Дверь за ней приоткрылась на цепочку, и в щели показался опекун, небритый, в домашней кофте.
— Ты пойми правильно, Ярослав, — заговорил он торопливо, как говорят заранее сочиненное. — Земля эта мертвая, на ней быльем поросло, а у меня Верка и Ленка, и мне под Морозовых всей семьей ложиться не с руки. Подпишешь бумагу — приходи, ужин будет. Не подпишешь — так ты им никто, а мне и подавно никто.
— Двенадцать лет, Аркадий Ильич.
— Так двенадцать и кормил! — крикнул он и тут же понизил голос до шепота. — Иди, а? Замок я менять не хотел, мне велели.
Цепочка звякнула, и в глазок мне стало видно только светлое пятно.
Сумка была тяжелой, плечо с той стороны, где ребро, ее не держало, и тащил я ее в левой руке до Солянки. Сел на парапет у аптеки, полез за зарядкой, а в кармане нашлась пачка бумажек под аптечной резинкой, без записки. Собирала сумку Вера, и в руки она бы мне этого не дала ни за что, а в карман сунула молча и немало. На карте мелочь, а пропущенных столько, что экран не вмещал, и кто же меня так обзванивал с утра — опекун, Крыж или те, кому я нужен до полуночи?

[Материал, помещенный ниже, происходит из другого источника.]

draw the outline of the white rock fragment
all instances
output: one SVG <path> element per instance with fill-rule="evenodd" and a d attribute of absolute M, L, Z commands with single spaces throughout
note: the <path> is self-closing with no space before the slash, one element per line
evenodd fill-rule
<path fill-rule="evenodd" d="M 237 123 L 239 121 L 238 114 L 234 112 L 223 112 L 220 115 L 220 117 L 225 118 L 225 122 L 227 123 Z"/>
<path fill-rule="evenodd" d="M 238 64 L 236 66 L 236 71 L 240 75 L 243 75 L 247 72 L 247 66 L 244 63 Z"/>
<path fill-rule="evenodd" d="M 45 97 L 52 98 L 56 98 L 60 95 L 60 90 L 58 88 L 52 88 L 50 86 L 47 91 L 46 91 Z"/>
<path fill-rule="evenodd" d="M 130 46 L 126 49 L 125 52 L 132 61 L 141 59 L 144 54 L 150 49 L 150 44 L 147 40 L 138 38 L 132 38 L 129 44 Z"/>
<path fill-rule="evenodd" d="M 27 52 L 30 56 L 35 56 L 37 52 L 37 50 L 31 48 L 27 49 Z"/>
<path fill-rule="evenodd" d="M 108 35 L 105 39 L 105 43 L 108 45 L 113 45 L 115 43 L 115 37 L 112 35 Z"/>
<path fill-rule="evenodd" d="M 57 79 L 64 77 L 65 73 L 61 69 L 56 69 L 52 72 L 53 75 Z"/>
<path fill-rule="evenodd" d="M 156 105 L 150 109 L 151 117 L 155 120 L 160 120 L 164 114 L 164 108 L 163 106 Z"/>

Мальчишку я приметил еще у арки на Таганке, и шел он за мной весь путь, а на Солянке прятаться ему надоело.
— Слесарь к вам днем приезжал, — обронил Сенька, подсаживаясь. — Я ему кофр наверх волок за полтинник, а личинку меняли вашу, я и сообразил, чью.
— А за мной зачем шел?
— Затем, что об тебе с утра во дворе спрашивали: мужик в пальто и с ним двое, с бумажкой по подъездам, а бабки им все и выложили.
Верхнюю бумажку из пачки я вытянул, но отдавать не спешил.
— Тогда и мой вопрос. Родовую печать где ломают? Снимать мне уже отказали.
— Нигде не снимают, а ломает на Дровяных складах, за путями, — Сенька забрал бумажку и спрятал в носок. — Дыра там неучтенная, в реестре ее нету, потому туда и лазят глотатели. Они говорят, там печати ломает. Само. — Помолчал он и добавил без страха: — Только назад выходят не все. Прошлой осенью трое зашли, а вышел один и без ног.
Ушел он, а я остался сидеть и понял, что дверей у меня осталось две, и обе плохие.
Подписать — значит остаться живым, целым и приживалом при чужом роде: ни земли, ни имени, ни повода когда-нибудь спросить с них за мать. И печать при этом никуда не денется, а будет точить меня дальше, до срока, которого мне никто не назвал.
Не подписать — значит идти к Дровяным складам, в неучтенный Разлом, а за такое сажают вернее, чем убивают твари.
— Ярополк, — позвал я. — Чья это во мне память? Дорожки эти, по каким тело мое ходит без спросу, — чьи они? Гордеев сказал: родовые. А ты слишком быстро с ним согласился, и вот это мне и не нравится.
Молчание было полное. Не то молчание, каким он тянул паузу перед очередной подковыркой, а глухое, будто в голове у меня заложило ватой, и длилось оно долго.
В аптеке я взял обезболивающее и бинт, в хозяйственном рядом — фонарь и монтировку, и платил Вериными бумажками, и деньги эти жгли руку. Кое-как обмотал я себе ребра прямо в подъезде, зубами придерживая конец бинта, и стало можно вдохнуть почти до конца.
Голосовое Сеньке записал уже на ходу, у путей, под грохот электрички.